3. Developing abstracts of sample infant mortalities and comparative live births that omit identifying information and that identify social, economic, cultural, safety, and health system factors that are associated with racial disparities in infant mortality rates. The number of abstracted cases that must be conducted by each participating coalition shall be determined by a standard research methodology developed in conjunction with a public university or college having expertise in public health.
4. Presenting abstracts that omit identifying information to its case review team at least quarterly for their review and discussion.
(d) Develop findings and recommendations for interventions and policy changes to reduce racial disparities in infant mortality.
(6) GRANT AWARDS.—The department shall award annual grants, subject to specific appropriations by the Legislature. The department shall award at least one grant to a coalition representing urban counties and at least one grant to a coalition representing rural counties. Priority of grant awards shall be given to those coalitions representing counties having an average nonwhite infant mortality rate at least 1.75 times greater than the white infant mortality rate between 2003 and 2005 and an average of at least 40 nonwhite infant deaths between 2003 and 2005 for urban counties or an average of at least 5 nonwhite infant deaths between 2003 and 2005 for rural counties.
(7) EVALUATIONS AND REPORTS.—The department shall conduct an annual evaluation of the implementation of the initiative describing which areas are participating in the initiative, the number of reviews conducted by each participating coalition, grant balances, and recommendations for modifying the initiative.

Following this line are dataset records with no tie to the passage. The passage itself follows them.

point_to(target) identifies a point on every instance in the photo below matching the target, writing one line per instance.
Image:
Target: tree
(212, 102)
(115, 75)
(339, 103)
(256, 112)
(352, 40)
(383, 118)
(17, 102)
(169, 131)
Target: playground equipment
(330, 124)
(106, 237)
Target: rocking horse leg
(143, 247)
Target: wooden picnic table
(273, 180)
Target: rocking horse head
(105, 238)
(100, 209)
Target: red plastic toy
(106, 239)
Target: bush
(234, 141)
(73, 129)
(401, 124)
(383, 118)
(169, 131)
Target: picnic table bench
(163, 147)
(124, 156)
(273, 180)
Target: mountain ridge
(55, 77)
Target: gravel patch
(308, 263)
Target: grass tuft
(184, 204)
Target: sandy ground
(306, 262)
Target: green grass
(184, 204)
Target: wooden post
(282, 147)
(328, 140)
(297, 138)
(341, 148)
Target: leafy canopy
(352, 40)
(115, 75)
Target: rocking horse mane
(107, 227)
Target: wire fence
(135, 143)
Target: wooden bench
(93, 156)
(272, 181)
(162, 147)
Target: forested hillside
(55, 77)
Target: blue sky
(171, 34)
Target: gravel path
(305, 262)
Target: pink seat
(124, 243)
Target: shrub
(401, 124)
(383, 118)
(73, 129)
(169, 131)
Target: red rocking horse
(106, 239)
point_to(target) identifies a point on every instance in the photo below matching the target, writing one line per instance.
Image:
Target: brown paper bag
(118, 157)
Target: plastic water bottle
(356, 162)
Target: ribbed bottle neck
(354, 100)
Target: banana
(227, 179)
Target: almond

All participating coalitions shall produce a report on their collective findings and recommendations by January 1, 2010, to the Governor, the President of the Senate, the Speaker of the House of Representatives, and the State Surgeon General.
(8) IMMUNITY.—Each participating coalition, its case review team members, and professional staff are immune from liability pursuant to s. 766.101. (9) RULEMAKING.—The department shall adopt rules, pursuant to ss. 120.536(1) and 120.54, necessary to implement this section.
(10) IMPLEMENTATION TIMELINE.—The department shall administer grants in a manner that will allow each participating coalition to begin reviewing cases no later than January 1, 2008.